La résistance active, démarrée dès l’appel du général De Gaulle dans certaines régions, va considérablement se développer au fur et à mesure de la guerre. Dans un premier temps, les Résistants cachent des armes et des munitions abandonnées par l’armée française et organisent des filières d’évasion pour les prisonniers de guerre.
Puis les Résistants publient des journaux clandestins pour contrebalancer la propagande officielle, quelques pages au début de l’Occupation qui se monteront jusqu’à environ 100 journaux et 500 feuilles locales en janvier 1944. Ces journaux sont souvent rattachés à des Mouvements de Résistance, les principaux sont démocrates-chrétiens Organisation Civile et Militaire et Organisation de Résistance de l’Armée, socialistes : Combat et Libération et communistes : Franc-Tireur et Front National. Chaque mouvement crée une section « Action » chargée de faire des coups de main, notamment des sabotages des installations militaires allemandes.

 
 
 
 

Grâce à l’action de Jean Moulin, ces différents mouvements se rassemblent en mai 1943 dans le « Conseil National de la Résistance ».
Dès l’été 1940, des réseaux de renseignement se mettent en place afin de tenir les Britanniques au courant des déplacements des troupes allemandes en France et de leurs installations militaires : aérodromes, positions du mur de l’Atlantique... Ces réseaux sont rattachés soit à la France Libre (B.C.R.A. Londres et Alger), soit aux services spéciaux britanniques (S.O.E.) ou américains (O.S.S.). D’autres réseaux se spécialisent dans les filières d’évasion, pour les Français désireux de rejoindre les rangs de la France Libre, les Résistants traqués par la police et les aviateurs alliés tombés en France.

 
 
 
 

Des maquis se créent à partir de la fin 1942 dans les régions de forêts et de montagnes.

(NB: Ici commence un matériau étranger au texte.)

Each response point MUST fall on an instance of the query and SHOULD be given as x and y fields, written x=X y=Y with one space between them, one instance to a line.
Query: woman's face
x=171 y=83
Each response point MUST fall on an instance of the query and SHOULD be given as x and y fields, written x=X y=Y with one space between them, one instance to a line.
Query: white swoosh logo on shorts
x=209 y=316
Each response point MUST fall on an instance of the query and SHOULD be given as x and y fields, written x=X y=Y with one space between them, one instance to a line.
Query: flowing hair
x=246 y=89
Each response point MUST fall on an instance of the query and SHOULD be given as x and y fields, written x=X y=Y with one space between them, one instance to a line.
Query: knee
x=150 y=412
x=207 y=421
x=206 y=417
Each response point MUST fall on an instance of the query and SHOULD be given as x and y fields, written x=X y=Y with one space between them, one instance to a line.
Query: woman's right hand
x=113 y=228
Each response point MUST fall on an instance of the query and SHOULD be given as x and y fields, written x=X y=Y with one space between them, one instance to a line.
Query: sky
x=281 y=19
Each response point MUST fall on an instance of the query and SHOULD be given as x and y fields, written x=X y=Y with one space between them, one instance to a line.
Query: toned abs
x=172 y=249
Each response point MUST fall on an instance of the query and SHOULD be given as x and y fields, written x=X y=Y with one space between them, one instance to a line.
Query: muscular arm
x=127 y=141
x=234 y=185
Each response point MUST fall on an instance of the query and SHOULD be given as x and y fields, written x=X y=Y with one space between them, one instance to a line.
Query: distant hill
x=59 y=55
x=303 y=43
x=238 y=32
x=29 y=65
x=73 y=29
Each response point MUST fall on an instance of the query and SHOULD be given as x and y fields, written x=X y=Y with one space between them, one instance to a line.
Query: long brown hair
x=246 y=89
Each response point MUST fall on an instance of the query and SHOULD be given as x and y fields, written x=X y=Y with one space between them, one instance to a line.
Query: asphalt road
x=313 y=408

Ceux qui sont à l’initiative de l’Armée Secrète (A.S.) formeront plus tard les Forces Françaises de l’Intérieur (F.F.I.) fidèles au Général De Gaulle tandis que les Francs Tireurs et Partisans Français (F.T.P.F.) sont d’obédience communiste. Les maquis vont recevoir un afflux de volontaires avec les réfractaires au Service du Travail Obligatoire. L’insurrection générale dans toute la France sera déclenchée avec le Débarquement allié afin d’empêcher les renforts allemands d’atteindre le front de Normandie.